Her voice represents a generation of students of the past five decades in America who have not learned about antisemitism in their academic schooling. Hatred of the Jews, shielded on purpose as if the Holocaust never existed. Anne Frank’s Diary used to be required reading for school children, but apparently, it’s no longer due to curriculum infiltration changes. It is banned from many booklists. Anne Frank went into hiding at age 13 with her family to escape the persecution of the Jews during the Holocaust. She considered her journal her only friend. “Anne felt that paper had more patience than people to concentrate on her plight.” One Jewish race of faith, for thousands of centuries, was wickedly defaced by ignorant ones who chose to erase it.

In one nearby school district, middle schoolers were not allowed to write about the Holocaust when prompted to write about genocide.

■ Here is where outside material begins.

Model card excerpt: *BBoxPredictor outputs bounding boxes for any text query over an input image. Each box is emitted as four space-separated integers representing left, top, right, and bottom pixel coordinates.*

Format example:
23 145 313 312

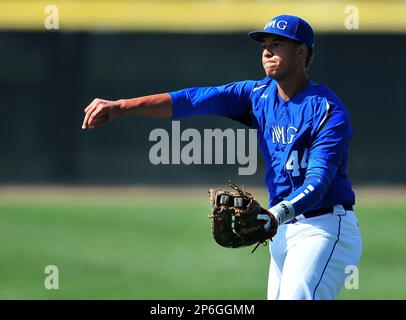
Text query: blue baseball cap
248 14 314 50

When she questioned why, the teacher answered the curious student. Our curriculum requires “ you learn of other genocides because you already learned all that is relevant to know of the Holocaust when you were younger .” Upon further research for their assignment on genocides, anti-Israel propaganda content came up. Plus, there was no sign of the Holocaust’s relevance to further study. The search engine optimization favored a charaded scholastic coverup. Though Rabbis, other clergy, and a group of parents briefly addressed the matter via “their” children’s assignment, the case in question was tainted. The district’s chosen educational protocol for learning lacked change. The school system’s curriculum, like many throughout America, looked the other way and ignored the Holocaust by Implorable Ignorance.

In a recent writing group, a colleague shared how one of her friends, a teacher, worked in a New Mexico high school with the swastika motif adorned on its front doors as illustrative of the Anasazi American Indian symbol. Had it predated Nazi Germany or not? The Establishment informed her, a Jewish woman, of its representation of good fortune. She cringed each time she entered the building. Jewish or not, I would have felt uncomfortable, too. Would you?

Symbols of love can enhance or hinder our religious, spiritual, and ritual lifecycles—oneness with God or godlike attributes and compassion for all beings and experiences. When religions favor duality to separate and act with superior connotations, atrocious, intentional division, coercion, name-calling, rhetoric propaganda, and other criminal intent, hate blindsides love. It disrupts the state of consciousness instead of allowing our conscience to be our altruistic guide.